Paired Horse and PIE breakup

Miguel Carrasquer Vidal mcv at WXS.NL
Sat Nov 7 21:08:04 UTC 1998


Jacob Baltuch <jacob.baltuch at EURONET.BE> wrote:

>>But I do agree with Renfrew that there's a striking similarity
>>between the expansion of Indo-European languages across Europe and
>>the expansion of agriculture across the same area.
>
>But your theory is based on nothing else than this "striking similarity"
>and attempting to deconstruct all the evidence assembled in favor of
>what you call the "standard theory", and that includes the argument of
>the lack of archeological signs of an invasion in northern Europe which
>may be a problem for the usual theory -- btw certainly not as much as what
>it is made out to be -- but certainly does not add any probability to your
>own theory.

If that is your impression, then I haven't been explaining myself.

Demography is certainly a powerful model for language spread.
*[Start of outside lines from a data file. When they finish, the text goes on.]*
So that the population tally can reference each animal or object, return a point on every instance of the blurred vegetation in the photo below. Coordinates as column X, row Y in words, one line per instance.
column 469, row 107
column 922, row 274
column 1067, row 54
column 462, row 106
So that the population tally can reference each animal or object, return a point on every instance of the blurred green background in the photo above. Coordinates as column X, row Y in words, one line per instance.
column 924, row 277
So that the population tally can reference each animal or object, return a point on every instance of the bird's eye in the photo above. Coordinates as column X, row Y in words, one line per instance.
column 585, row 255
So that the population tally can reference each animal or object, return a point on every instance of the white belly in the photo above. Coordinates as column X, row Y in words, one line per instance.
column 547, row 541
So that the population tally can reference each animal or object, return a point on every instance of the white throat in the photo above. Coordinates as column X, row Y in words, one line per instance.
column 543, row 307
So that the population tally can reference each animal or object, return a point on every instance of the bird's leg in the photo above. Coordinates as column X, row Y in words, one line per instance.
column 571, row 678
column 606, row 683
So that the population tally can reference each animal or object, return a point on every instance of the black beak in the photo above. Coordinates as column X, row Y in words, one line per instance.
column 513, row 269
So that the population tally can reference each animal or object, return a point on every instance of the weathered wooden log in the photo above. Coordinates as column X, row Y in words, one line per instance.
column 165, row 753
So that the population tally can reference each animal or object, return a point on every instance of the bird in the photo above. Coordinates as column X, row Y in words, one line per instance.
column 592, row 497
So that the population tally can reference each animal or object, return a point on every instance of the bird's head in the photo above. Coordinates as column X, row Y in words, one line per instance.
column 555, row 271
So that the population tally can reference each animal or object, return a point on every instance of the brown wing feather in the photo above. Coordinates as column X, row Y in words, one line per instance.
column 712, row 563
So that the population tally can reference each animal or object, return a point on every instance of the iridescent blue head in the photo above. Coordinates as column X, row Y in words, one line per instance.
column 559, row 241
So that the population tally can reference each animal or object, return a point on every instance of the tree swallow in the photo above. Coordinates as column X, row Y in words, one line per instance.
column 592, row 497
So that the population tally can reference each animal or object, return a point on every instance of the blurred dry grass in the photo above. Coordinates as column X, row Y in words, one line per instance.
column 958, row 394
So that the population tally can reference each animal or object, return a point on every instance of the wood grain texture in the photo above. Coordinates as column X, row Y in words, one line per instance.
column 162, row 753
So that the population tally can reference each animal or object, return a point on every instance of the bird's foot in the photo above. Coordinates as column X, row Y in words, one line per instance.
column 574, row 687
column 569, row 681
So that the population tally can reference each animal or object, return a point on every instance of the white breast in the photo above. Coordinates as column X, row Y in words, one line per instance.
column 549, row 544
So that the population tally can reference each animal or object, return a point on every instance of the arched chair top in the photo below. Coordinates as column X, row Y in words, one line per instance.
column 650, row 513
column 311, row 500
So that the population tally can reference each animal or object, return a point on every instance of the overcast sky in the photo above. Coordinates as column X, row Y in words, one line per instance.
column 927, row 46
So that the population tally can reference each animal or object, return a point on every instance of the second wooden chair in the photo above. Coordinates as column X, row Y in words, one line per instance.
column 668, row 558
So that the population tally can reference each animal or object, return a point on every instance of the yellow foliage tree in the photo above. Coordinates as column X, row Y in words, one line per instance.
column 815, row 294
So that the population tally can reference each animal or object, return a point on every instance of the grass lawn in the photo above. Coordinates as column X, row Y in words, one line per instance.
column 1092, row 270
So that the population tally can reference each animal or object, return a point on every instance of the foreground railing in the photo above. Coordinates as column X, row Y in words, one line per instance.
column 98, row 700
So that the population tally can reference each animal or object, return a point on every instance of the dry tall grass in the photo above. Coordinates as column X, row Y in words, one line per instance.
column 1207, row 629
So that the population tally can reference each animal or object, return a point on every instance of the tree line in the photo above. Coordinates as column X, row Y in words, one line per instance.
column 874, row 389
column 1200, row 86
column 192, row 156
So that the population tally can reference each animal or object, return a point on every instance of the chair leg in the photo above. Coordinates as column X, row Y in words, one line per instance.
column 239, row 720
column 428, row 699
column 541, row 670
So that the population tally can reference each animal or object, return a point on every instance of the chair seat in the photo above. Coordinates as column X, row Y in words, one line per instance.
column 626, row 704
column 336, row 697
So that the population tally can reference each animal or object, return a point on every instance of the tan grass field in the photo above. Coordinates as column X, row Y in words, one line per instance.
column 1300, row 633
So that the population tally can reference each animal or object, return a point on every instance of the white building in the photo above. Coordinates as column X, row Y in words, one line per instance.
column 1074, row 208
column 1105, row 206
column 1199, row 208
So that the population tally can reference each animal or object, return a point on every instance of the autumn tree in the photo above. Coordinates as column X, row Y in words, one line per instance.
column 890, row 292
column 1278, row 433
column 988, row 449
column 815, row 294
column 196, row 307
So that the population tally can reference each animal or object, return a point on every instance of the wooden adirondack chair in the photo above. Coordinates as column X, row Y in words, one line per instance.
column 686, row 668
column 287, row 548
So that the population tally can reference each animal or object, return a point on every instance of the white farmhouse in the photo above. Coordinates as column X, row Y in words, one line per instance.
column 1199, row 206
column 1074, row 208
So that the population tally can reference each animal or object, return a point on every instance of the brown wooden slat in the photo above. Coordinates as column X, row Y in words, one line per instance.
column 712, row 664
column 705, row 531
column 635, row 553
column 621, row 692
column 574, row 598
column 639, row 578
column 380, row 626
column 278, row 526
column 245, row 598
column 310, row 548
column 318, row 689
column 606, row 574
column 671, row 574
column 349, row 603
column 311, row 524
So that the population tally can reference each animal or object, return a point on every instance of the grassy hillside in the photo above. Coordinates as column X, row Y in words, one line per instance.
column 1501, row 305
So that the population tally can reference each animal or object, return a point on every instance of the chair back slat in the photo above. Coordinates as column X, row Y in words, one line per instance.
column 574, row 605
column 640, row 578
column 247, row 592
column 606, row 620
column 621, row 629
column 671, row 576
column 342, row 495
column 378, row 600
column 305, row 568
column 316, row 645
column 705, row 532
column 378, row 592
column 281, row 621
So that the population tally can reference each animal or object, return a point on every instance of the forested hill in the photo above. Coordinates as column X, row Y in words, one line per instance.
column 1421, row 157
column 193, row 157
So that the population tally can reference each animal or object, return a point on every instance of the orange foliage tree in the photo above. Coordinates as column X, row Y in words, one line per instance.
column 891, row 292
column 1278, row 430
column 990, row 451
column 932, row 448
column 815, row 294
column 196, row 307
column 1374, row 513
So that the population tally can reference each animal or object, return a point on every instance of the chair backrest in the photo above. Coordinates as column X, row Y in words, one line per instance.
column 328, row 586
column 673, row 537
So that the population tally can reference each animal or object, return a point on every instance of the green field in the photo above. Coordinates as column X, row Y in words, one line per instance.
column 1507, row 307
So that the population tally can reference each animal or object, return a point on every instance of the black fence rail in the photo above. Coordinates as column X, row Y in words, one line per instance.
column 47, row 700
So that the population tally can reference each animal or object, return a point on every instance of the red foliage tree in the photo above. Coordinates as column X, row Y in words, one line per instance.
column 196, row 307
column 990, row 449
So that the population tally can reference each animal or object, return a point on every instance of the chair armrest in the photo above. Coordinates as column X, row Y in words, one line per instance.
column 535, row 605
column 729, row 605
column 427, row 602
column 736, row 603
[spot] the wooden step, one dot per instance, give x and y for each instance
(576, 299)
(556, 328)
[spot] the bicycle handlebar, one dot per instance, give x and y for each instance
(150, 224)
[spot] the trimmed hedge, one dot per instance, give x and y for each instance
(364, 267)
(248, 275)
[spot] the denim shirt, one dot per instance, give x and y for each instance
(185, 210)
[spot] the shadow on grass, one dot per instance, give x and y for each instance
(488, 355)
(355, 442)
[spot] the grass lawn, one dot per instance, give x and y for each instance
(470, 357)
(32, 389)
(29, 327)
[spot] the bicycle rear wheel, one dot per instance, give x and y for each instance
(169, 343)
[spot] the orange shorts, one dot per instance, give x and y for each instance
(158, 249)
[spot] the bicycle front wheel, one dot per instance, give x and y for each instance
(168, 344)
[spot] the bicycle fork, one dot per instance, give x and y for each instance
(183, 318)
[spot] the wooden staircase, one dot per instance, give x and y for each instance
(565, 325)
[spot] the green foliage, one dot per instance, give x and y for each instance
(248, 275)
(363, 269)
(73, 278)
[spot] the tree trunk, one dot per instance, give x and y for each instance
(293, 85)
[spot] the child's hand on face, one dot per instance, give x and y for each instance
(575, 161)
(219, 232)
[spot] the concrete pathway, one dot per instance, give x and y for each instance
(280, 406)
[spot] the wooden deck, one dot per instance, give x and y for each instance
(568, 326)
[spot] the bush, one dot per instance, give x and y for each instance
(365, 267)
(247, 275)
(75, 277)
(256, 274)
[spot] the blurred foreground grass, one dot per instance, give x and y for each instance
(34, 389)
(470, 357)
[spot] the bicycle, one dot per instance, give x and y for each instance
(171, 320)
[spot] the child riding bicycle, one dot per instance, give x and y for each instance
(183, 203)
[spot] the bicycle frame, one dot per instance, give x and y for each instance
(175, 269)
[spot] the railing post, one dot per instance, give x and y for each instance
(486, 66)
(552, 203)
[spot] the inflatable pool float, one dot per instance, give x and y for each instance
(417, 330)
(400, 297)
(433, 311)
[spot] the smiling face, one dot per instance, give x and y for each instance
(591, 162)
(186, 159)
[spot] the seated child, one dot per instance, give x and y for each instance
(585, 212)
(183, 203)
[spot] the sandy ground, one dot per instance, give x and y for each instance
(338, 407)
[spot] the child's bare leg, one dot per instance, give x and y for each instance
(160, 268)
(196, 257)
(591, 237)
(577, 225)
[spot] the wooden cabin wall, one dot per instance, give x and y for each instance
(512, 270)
It has
been estimated that mesolithic hunter-gatherers numbered 1 in every
10 km2.  Early Neolithic techniques allowed 5 persons per km2.  A
5000% increase.  That is hard to beat.

But that is not the reason I'm dissatisfied with the "standard
theory".  Please note that I'm not trying to deconstruct anything.
I do accept all the *evidence* assembled in favour of a Ponto-Caspian
homeland.  I do believe that during the Yama/Kurgan cultural phase
(3500 BC-2500 BC), and maybe beginning slightly before that,
Indo-European peoples spread out from there east and west and
established themselves in the Hungarian plain / the Balkans and in
Central Asia.  There is good archaeological evidence for that, and it
makes sense both linguistically (explaining the affinities between
Greek and Sanskrit) and historically (Magyars, Turks, Huns etc. have
done similarly in teh past).

But I simply don't believe that this can be the whole story.  There's
the lack of archaeological evidence for "Kurgan" invasions anywhwere
else in Europe.  There's the lack of historical precedent: no nomad
invasion from the steppe has ever penetrated into Europe much beyond
Hungary.  Attila was the most successful of all, but his empire was
extremely short-lived and left no linguistic traces at all.  And most
importantly, the "Kurgan" hypothesis provides no insights into the
linguistic subgrouping of Indo-European.  More specifically, it fails
to explain the position of Hittite (and the Anatolian lgs. in
general).

Even if all IE languages spread out from the Pontic-Caspian between
4000 and 3000 BC, in several different waves (and there's precious
little evidence for that), and assuming of course that the Hittites
were the first to leave, that only gives the rest of IE at most 1000
years or so to develop all the innovations that separate it from
Anatolian.  I say that's impossible.  At least two millennia seems
like a much more credible margin (my date of 5500 BC, coinciding with
the split off of the Danubian/LBK-complex).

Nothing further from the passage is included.